Seychelles Police pledge better detainee treatment and facilities
The Seychelles Police have pledged to place officers on cell duty in “every station where there are detainees or remandees to ensure that all aspects of human rights are respected,” according to a statement on Wednesday.
The police said that it “recognises that there are shortcomings with some of its detention facilities in some police stations and that presently it does not have a specific detention centre for remand.”
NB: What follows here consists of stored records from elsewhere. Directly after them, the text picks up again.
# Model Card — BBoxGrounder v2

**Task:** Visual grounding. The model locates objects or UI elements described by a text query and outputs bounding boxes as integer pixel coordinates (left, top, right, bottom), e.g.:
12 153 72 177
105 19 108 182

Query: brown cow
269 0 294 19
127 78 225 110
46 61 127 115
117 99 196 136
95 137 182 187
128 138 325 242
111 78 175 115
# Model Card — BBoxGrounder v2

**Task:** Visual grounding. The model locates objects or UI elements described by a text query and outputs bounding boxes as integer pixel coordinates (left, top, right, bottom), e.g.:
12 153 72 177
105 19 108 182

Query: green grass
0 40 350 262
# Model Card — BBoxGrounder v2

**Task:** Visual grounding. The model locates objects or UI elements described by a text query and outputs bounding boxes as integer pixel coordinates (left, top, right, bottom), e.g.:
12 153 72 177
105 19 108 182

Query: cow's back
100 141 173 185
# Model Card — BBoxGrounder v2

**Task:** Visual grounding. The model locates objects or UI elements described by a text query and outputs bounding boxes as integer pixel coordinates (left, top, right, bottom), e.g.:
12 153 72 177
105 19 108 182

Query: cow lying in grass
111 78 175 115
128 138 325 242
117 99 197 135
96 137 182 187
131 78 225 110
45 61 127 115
This follows complaints made to the Supreme Court last week by a lawyer who is in custody, Laura Valabji, an accused in a case of a missing $50 million from government accounts in which a total of six suspects have been charged on various counts of corruption and money laundering.
In his plea to the court on January 7, Valabhji’s lawyer Frank Elizabeth accused the police of not respecting the human rights of his client because she was not being given time in the sun on a daily basis, was not provided with the legal documents relating to her case, nor a change of clean clothes, her reading glasses and medication.
The presiding judge, Chief Justice Rony Govinden ordered that “the police must comply with the orders the court had previously established where the accused is concerned.”
A photo in the report of the Human Rights Commission shows inadequate natural and artificial light. (Seychelles Human Rights Commission) Photo License: All Rights Reserved
The police said in its statement that “as much as possible it is doing its best to improve the treatment of people on remand, especially the elderly and those with certain medical conditions that they are placed in facilities that are suitable while investigations continue in their respective cases.”
Complaints concerning detainee treatment and facilities previously existed and were investigated by the Seychelles Human Rights Commission (SHRC) last year, with its report published in October 2021.
The police said that based on this report, the Commissioner of Police, Ted Barbe had appointed a committee of four persons, which recently visited detention facilities at police stations and made some recommendations, namely that minor renovation work should be completed while discussions are underway for the construction of a new remand and detention centre.
The SHRC report on police detention facilities highlighted issues with regards to human rights standards, including inadequate natural light in cells, lack of provision for drinking water and seating arrangements, lack of hygienic, private shower and toilet facilities, lack of exercise, writing and reading materials as well as mattresses, pillows and blankets for sleeping.